La intemperancia es un vicio muy raro en esta clase de trabajadores; el minero vuelve a su casa cansado y se acuesta. Si concurre al café ó a la taberna, es únicamente los días de paga, es decir, cada quincena ó cada mes, a veces también el domingo, y por último, el gran día de Santa Bárbara, la patrona de los mineros, lo mismo que de los artilleros y marinos.

Las diferentes compañías carboneras velan con paternal solicitud por la suerte de sus obreros. En todas partes se han fundado cajas de socorros, sostenidas por los donativos de las compañías, por un ligero descuento que se hace en el jornal de los obreros y por el producto de las multas impuestas a causa de la infracción de los reglamentos vigentes en cada mina.

Merced a estas cajas de auxilios que funcionan, puede decirse, bajo la vigilancia de los mismos obreros, cuenta el trabajador enfermo con la asistencia gratuita del facultativo y remedios asimismo gratuitos, y además, con una retribución diaria, que suele ser de un franco por término medio. Cuando las heridas exigen una amputación grave que inutiliza al paciente para el trabajo, esta retribución se convierte en pensión vitalicia. Si muere en el ejercicio de su profesión a consecuencia de alguna desgracia ocurrida en la mina, la Compañía se encarga de la educación de sus hijos y asigna también una pensión a su viuda. Por último, los obreros de edad avanzada ó valetudinarios reciben asimismo socorro.

Pero no se ha limitado á esto la solicitud de los explotadores para con unos hombres expuestos sin cesar á peligros de toda clase. En la mayoría de los casos las compañías han atendido igualmente á las necesidades del alma y del espíritu, construyendo a su costa iglesias, fundando escuelas y dotándolas de cursos gratuitos para los niños y los adultos de ambos sexos. Las Compañías han respondido así dignamente a su misión: el trabajo viene de abajo; las luces y los auxilios de arriba. Los socorros distribuidos tan noblemente no tienen nada de degradante para el que los recibe. De este modo, y mas aun en nuestra época, es como se debe ejercer la beneficencia, por una especie de patronato disimulado; poca limosna, pero la mas amplia, la mas liberal protección, y sobre todo mucha instrucción: esto es lo que hay que garantizar al obrero. Si pasamos ahora del lado social y humanitario de la cuestión a las consideraciones económicas, veremos que tanto bajo el punto de vista de la explotación en general como bajo el de los trabajadores, Francia debe de estar contenta y satisfecha de la posición que ocupa en la industria carbonífera.

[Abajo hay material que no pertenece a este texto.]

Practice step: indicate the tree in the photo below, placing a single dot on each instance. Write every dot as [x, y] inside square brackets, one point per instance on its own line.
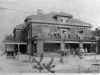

En 1860, los adversarios del tratado de comercio con Inglaterra nos amenazaron con una completa invasión de los carbones de piedra extranjeros. Sus predicciones no se han realizado. Aunque Francia, por sus fronteras del Norte, esté abierta a los carbones de Bélgica, por las del Este a los de las Provincias rhenanas, y por sus costas a los de las Islas Británicas, se ha visto que nuestras minas han ido proporcionando cada vez mayor cantidad al consumo interior, a la par que la prosperidad industrial del país no ha cesado de crecer. Esta prosperidad, que se puede calcular matemáticamente por el consumo de bulla, ha decuplicado en el espacio de 40 años: en 1857 Francia consumía diez veces más carbón que en 1817. Así es que al paso que nuestra producción se duplica casi cada 15 años, nuestro consumo sigue una marcha mucho más rápida; señal evidente de un impulso industrial de los más notables.

Y si nuestra producción jamás ha marchado al nivel del consumo, culpa es ante todo de la geología, porque nuestras minas de bulla distan mucho de estar situadas tan favorablemente y tan ampliamente dotadas por la naturaleza como las minas belgas, prusianas é inglesas; y después también tiene su parte de culpa el gobierno que, por una malísima interpretación de la ley de minas, abruma a los explotadores a fuerza de gabelas y trabas, y quizás no hace tampoco cuanto puede para facilitar los trasportes por la superficie del país.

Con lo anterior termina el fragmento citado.